La Commission européenne souhaite réviser une directive datant de 2000 et fixant la responsabilité judiciaire des plateformes en ligne. Bruxelles veut en particulier durcir le cadre pour les géants du net.

Depuis 2000 et la directive européenne sur le commerce électronique, les plateformes d’hébergement bénéficient d’un régime juridique aménagé. Ainsi, lorsqu’un contenu illicite est mis en ligne par un internaute sur le serveur d’une entreprise bénéficiant de ce statut, sa responsabilité n’est engagée que si elle n’agit pas promptement après avoir reçu un signalement. Ce texte a été transposé en France en 2004 par la loi pour la confiance dans l’économie numérique (LCEN).

Or ce cadre pourrait être amené à évoluer dans les années à venir et la modération dite « a posteriori » pourrait être complétée, aménagée ou peut-être même remise en cause par la nouvelle Commission européenne. C’est ce qu’a semblé suggérer Thierry Breton, qui a pris ses fonctions de commissaire en  charge du marché intérieur le 1er décembre 2019 à l’occasion d’un entretien accordé aux Échos, le 7 janvier. L’intéressé n’a toutefois pas précisé ce qu’il entendait faire exactement.

Les grandes entreprises du net seraient en première ligne en cas de révision de la directive e-commerce. // Source : Numerama

Le nouveau poids lourd de la Commission, qui dispose d’un portefeuille très large, a toutefois déclaré qu’il « faut évidemment  mettre les plates-formes face à leurs responsabilités », en observant qu’il n’est plus acceptable que «  cinq ou six grands acteurs stockent 80 % des données de la planète sans se considérer responsables des usages qui en sont faits ». Aucun nom n’est donné par Thierry Breton, mais ce sont évidemment les grands groupes américains qui sont visés.

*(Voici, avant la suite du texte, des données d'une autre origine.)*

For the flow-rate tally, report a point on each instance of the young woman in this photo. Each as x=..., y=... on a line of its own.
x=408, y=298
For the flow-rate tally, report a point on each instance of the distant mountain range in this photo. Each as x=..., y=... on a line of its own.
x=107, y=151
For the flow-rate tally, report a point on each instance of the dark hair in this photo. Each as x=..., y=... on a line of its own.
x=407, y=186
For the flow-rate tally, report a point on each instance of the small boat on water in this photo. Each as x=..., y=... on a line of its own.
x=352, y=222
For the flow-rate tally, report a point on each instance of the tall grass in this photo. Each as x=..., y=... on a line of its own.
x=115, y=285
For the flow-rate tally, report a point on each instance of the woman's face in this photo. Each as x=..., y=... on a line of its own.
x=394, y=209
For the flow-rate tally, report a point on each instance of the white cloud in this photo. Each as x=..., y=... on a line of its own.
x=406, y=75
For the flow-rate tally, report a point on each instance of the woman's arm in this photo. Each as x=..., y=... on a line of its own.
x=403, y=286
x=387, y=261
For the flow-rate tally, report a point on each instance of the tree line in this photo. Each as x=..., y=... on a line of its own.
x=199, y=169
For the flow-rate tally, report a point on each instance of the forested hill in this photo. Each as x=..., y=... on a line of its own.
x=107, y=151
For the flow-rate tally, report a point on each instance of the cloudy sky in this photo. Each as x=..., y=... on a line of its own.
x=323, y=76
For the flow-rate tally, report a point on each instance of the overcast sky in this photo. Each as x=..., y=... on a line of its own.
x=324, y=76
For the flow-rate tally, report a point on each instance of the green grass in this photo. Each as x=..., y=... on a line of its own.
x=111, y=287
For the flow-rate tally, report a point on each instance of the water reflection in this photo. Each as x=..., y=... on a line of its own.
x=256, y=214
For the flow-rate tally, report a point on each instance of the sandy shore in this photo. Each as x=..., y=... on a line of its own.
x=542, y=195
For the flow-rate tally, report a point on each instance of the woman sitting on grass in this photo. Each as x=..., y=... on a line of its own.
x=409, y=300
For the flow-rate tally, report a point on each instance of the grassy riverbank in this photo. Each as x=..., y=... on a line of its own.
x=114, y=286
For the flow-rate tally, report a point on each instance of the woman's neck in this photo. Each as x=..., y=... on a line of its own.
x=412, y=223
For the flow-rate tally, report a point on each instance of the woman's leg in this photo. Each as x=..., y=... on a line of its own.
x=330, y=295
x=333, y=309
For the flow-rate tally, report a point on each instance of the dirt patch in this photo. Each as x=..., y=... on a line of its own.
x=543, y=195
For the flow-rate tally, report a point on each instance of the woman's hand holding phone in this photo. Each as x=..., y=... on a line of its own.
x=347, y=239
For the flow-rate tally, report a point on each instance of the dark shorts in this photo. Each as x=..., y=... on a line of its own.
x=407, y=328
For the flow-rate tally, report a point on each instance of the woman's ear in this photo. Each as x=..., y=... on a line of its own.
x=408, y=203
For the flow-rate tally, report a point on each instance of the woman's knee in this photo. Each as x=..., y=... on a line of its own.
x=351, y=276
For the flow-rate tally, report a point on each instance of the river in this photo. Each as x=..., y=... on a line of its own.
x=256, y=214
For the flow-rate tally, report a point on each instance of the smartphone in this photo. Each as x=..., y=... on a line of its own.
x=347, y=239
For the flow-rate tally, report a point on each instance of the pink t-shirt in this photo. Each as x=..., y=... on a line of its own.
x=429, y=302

À l’heure des fausses informations, des messages haineux et des contenus illicites, il faut « vite renforcer la responsabilité des grandes plates-formes », a défendu Thierry Breton. « La directive e-commerce a longtemps fonctionné, mais l’environnement et les usages ont considérablement évolué depuis son adoption », a-t-il ajouté. Une mise à jour juridique est donc à prévoir, même si pour l’heure, rien n’est définitivement arrêté : « Je préférerais le faire dans le cadre de la directive e-commerce, mais nous verrons s’il nous faut aller plus loin ».

Future loi sur les services numériques

La déclaration de Thierry Breton ne vient pas de nulle part. Lorsque Ursula von der Leyen, la présidente de la Commission européenne a présenté ses orientations politiques pour les années 2019-2024, le document mis à disposition du public évoque une « nouvelle législation sur les services numériques », qui «  renforcera nos règles en matière de responsabilité et de sécurité pour les plateformes, les services et les produits numériques ».

Ursula von der Leyen
Ursula von der Leyen, en décembre 2019. // Source : Etienne Ansotte/ European Union, 2019

Ce travail sera notamment suivi par une collègue de Thierry Breton, la Danoise Margrethe Vestager, qui s’occupe des sujets de concurrence au sein de la Commission. Parmi ses responsabilités apparaît en effet le « pilotage des travaux juridiques sur l’amélioration des règles de responsabilité et de sécurité pour les plateformes, services et produits numériques dans le cadre d’une nouvelle loi sur les services numériques ».

Ces évolutions juridiques devraient toutefois être combattues avec force par les géants du net, justement. Comme le signale Le Monde, le lobby Edima, qui défend les intérêts des plateformes comme Google, Amazon, Facebook, Twitter, Microsoft, eBay, Airbnb, Apple, Snapchat et Expedia, est en train de monter au créneau : si officiellement ils sont disposés à la réforme, la responsabilité limitée des hébergeurs est un totem auquel ils ne veulent pas qu’on touche.